# Musician electrocuted on stage



## JD (Nov 26, 2014)

Not good. What's worse is how the press covers such things-
*"but initial reports cited faulty wiring on a microphone as the cause of the electric shock."
*
What, were pins 2 & 3 reversed?

Report- http://latino.foxnews.com/latino/ne...er-getting-electrocuted-onstage-in-argentina/

Maybe I shouldn't say "what's worse." After all, being electrocuted counts as bad as it gets.


----------



## BillConnerFASTC (Nov 26, 2014)

Not first - posted about a minister who was electrocuted by mic and baptismal font a few years ago.


----------



## MNicolai (Nov 26, 2014)

There have been other incidents as well. Could be a small variety of causes. Possible he was in contact with something energized when he grounded himself with the mic. Couple old photos of him show him playing guitar, and certain styles of guitar amps under certain electrical conditions have been known in the past to generate potentially fatal shocks.
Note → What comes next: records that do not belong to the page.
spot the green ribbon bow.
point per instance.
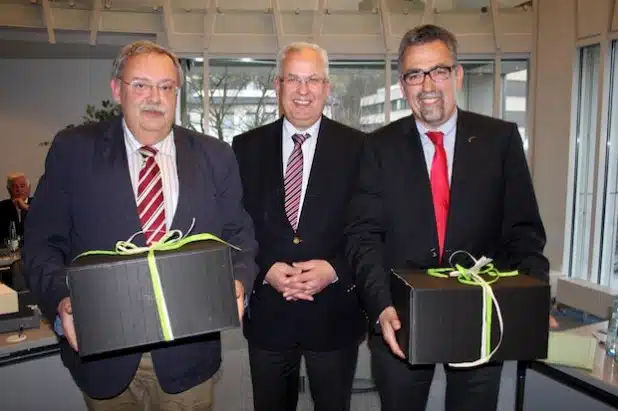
(472, 276)
(172, 240)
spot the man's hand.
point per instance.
(389, 322)
(65, 312)
(21, 203)
(278, 276)
(240, 299)
(315, 276)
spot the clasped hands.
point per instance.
(301, 280)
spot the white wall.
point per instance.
(38, 97)
(555, 59)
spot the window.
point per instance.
(241, 97)
(584, 162)
(477, 92)
(514, 107)
(609, 218)
(357, 94)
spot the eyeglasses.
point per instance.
(311, 82)
(141, 87)
(437, 74)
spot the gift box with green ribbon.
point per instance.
(135, 298)
(467, 320)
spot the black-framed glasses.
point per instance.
(141, 87)
(437, 74)
(296, 81)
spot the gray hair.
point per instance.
(144, 47)
(298, 47)
(425, 34)
(14, 176)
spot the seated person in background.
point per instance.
(16, 207)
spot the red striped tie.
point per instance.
(440, 190)
(294, 180)
(150, 201)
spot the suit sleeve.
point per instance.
(364, 234)
(523, 234)
(237, 227)
(47, 231)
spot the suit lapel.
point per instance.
(326, 153)
(418, 194)
(186, 179)
(272, 178)
(115, 172)
(464, 159)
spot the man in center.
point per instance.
(297, 174)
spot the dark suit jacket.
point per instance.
(85, 201)
(8, 213)
(333, 320)
(493, 209)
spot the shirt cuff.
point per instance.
(58, 326)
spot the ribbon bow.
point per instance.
(172, 240)
(472, 276)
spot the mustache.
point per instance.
(152, 107)
(429, 94)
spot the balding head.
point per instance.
(18, 185)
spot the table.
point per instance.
(7, 258)
(39, 342)
(600, 383)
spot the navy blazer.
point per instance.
(85, 201)
(334, 319)
(493, 211)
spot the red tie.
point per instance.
(439, 186)
(293, 180)
(150, 204)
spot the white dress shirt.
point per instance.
(450, 130)
(165, 158)
(308, 149)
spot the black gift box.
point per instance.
(114, 304)
(442, 318)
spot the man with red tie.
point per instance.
(105, 181)
(438, 181)
(297, 174)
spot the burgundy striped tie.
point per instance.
(150, 201)
(294, 180)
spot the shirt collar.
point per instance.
(164, 146)
(289, 130)
(447, 128)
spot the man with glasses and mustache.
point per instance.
(438, 181)
(139, 172)
(297, 173)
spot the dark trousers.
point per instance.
(404, 387)
(275, 378)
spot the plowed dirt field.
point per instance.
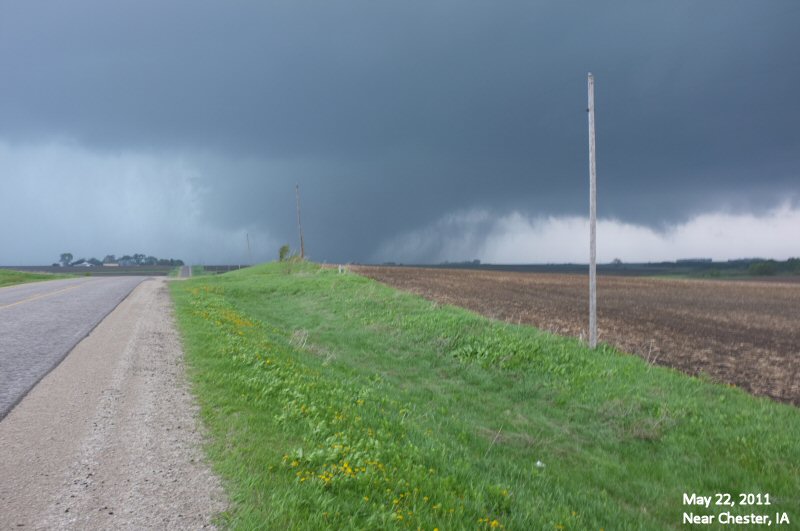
(738, 332)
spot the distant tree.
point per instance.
(763, 268)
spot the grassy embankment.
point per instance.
(10, 277)
(335, 402)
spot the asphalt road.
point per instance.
(42, 321)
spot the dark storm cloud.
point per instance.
(391, 115)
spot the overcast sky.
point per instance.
(419, 131)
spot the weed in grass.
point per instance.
(334, 402)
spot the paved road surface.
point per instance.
(42, 321)
(110, 439)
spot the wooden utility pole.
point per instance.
(299, 225)
(592, 223)
(249, 253)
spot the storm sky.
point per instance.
(418, 131)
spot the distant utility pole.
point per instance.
(300, 225)
(592, 223)
(249, 253)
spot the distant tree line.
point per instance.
(66, 260)
(773, 267)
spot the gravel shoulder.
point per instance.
(110, 439)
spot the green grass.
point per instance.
(335, 402)
(10, 277)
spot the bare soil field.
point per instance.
(738, 332)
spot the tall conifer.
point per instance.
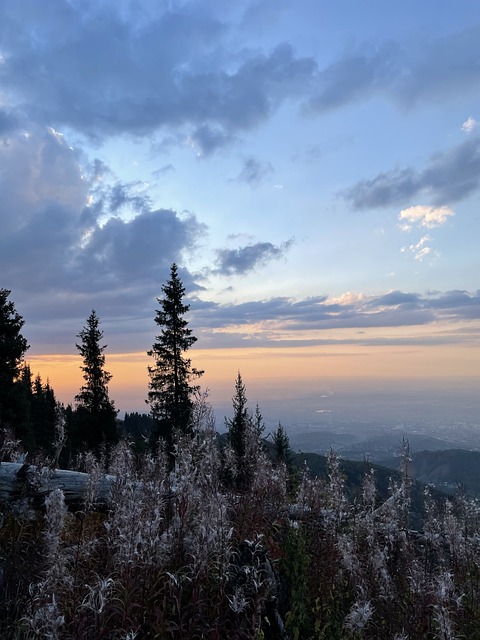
(171, 388)
(96, 413)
Mike Sokol has documented what is one of the more frequent causes of guitar-to-microphone shock hazards in this article. Another possible explanation is the ominous "death capacitor", a capacitor found in specific, older amplifiers, which may fail such that it energizes the chassis and subsequently the pickups on the guitar. Touch the pickups with one hand and put your lips on the microphone and bad things happens.


----------



## JD (Nov 26, 2014)

Yes, "The Capacitor of Death", as we used to call it, was very common on older tube amps. On the back there would be a "hum" or "ground" switch that would route the one lead to either side of the AC line cord depending on the setting of the switch. The other end of the cap went to the chassis. Usually something around .01 mfd. Didn't need to fail in order to give a good shock, and I knew more than one musician who would rub their strings against the mic to see if there were sparks before singing into it. Add a little sweat and you could really get whacked. You can always tell if a band has one because they will be popping the GFI's for stage power.


----------



## kenact (Nov 26, 2014)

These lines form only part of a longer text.